Even jurors who aren’t enthusiastically pro-law enforcement may vote not to convict because of cops’ broad legal authority to kill. In the 1980s, the Supreme Court established that police officers are allowed to use deadly force if they believe their life or the lives of others are in danger — even if evidence shows that there was never any threat.

This standard can make prosecutors, who rely on cops to gather evidence, hesitant to move forward with a case that could complicate their professional relationships and is unlikely to succeed. And even if a prosecutor wants to pursue a case, they can face resistance getting evidence from the police, who often prioritize protecting their own. 

Given the way Chauvin killed Floyd, he could not make a convincing argument that he used force because he believed he was in imminent danger. Rather than making a split-second decision to fire his gun, Chauvin kneeled on Floyd’s neck for 9 minutes and 29 seconds while Floyd was unarmed and handcuffed, physically incapable of posing a threat.

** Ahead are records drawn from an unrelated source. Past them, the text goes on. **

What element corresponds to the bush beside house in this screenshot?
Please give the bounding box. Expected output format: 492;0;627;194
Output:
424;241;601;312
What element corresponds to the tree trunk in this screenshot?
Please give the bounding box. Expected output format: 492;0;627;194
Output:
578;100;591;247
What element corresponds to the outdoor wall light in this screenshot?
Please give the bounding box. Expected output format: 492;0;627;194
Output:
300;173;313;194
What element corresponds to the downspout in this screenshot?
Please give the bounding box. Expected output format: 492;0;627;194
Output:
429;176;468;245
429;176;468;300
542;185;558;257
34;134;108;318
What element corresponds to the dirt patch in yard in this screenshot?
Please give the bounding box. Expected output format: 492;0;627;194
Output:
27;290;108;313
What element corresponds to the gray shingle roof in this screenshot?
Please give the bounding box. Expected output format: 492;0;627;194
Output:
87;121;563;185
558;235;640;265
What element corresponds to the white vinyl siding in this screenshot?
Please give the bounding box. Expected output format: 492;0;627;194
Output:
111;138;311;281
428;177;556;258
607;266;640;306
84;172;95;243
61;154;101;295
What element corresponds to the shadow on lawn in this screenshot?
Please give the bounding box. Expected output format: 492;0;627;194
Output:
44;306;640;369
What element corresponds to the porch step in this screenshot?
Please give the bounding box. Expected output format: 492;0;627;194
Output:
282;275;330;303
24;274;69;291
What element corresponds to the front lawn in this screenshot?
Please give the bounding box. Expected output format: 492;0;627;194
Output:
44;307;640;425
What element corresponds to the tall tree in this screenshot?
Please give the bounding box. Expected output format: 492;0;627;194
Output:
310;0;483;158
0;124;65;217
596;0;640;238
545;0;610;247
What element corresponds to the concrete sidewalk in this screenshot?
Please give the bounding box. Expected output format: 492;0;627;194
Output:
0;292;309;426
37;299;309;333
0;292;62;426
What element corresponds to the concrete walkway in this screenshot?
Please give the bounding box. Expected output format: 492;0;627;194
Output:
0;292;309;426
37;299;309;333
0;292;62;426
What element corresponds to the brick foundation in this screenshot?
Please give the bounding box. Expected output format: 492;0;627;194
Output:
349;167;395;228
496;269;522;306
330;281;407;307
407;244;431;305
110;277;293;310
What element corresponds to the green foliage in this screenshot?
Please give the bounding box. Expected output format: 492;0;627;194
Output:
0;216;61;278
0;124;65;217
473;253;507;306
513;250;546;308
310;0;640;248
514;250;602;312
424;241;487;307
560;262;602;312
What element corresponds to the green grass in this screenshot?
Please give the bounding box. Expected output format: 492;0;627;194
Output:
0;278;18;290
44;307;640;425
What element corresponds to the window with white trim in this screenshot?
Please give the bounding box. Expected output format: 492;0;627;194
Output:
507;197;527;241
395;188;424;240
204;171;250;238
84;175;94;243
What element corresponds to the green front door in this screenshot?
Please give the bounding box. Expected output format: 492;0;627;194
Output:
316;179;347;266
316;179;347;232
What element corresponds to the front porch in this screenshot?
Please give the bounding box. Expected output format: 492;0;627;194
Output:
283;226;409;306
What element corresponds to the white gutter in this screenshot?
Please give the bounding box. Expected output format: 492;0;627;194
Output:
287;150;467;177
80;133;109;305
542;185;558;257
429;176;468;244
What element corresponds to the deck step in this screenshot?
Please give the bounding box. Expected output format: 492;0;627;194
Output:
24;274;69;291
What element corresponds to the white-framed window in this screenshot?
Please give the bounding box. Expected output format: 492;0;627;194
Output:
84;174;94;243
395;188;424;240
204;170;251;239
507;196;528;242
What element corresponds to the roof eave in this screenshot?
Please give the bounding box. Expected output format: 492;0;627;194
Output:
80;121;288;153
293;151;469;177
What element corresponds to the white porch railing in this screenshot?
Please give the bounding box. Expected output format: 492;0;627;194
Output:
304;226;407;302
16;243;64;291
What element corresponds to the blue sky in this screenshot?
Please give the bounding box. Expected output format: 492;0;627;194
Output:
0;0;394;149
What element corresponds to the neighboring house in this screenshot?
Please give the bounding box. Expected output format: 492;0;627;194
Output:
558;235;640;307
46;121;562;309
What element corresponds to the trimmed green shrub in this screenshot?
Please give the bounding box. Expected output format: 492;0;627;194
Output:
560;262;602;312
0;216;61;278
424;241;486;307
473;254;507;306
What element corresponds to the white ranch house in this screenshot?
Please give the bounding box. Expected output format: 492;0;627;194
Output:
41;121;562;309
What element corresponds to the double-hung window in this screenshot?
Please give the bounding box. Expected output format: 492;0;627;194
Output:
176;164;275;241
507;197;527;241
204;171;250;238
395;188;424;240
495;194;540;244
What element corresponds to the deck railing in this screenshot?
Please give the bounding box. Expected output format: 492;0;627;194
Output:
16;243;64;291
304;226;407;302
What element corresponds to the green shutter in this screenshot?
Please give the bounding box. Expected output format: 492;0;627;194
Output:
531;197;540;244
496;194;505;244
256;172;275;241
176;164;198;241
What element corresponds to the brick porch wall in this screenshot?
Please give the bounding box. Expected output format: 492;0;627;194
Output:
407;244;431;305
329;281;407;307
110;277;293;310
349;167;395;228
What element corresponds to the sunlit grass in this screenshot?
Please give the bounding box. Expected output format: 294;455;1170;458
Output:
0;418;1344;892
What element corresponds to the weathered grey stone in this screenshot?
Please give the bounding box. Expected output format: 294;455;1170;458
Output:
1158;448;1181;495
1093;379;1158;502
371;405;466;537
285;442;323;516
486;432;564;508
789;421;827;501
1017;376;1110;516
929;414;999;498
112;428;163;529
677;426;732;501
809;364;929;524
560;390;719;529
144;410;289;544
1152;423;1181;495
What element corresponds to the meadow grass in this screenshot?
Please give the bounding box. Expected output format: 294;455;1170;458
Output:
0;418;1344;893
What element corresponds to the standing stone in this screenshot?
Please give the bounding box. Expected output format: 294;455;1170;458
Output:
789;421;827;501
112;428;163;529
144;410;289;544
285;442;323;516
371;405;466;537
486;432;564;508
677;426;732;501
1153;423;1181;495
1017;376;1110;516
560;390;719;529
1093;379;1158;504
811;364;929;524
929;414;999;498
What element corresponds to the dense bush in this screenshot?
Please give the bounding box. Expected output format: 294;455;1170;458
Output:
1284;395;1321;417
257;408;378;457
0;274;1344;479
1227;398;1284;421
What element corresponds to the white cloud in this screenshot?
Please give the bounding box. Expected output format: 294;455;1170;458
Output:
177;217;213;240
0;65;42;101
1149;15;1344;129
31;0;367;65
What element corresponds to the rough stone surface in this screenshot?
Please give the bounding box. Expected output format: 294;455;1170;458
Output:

During that time, Floyd told Chauvin he couldn’t breathe and cried out for his “Mama.” In videos, Chauvin appears calm while restraining Floyd, even as witnesses warned that Floyd had stopped moving and pleaded with the cops to get off of him. 

Both the Hennepin County medical examiner and doctors retained by Floyd’s family to conduct a private autopsy concluded the manner of his death was homicide. The county described the cause of death as “cardiopulmonary arrest complicating law enforcement subdual, restraint, and neck compression” and the private autopsy found the cause of death was mechanical asphyxia.

Even after it became clear that Floyd was unresponsive, Chauvin made no effort to save his life. Instead, he continued kneeling on Floyd’s neck. Derek Smith, the paramedic who took Floyd to the hospital, testified at trial that Chauvin was still pressing down on Floyd’s neck as Smith checked for a pulse and was unable to detect one. The police officer didn’t let up even when Floyd appeared to be dead. 

“This is not an anti-police prosecution, it’s a pro-police prosecution,” prosecutor Steven Schleicher said in his closing remarks. But Chauvin’s behavior was not unusual. The white police officer acted as if his job empowered him to exert any level of force over a Black man until he submitted completely, even if it resulted in the man’s death.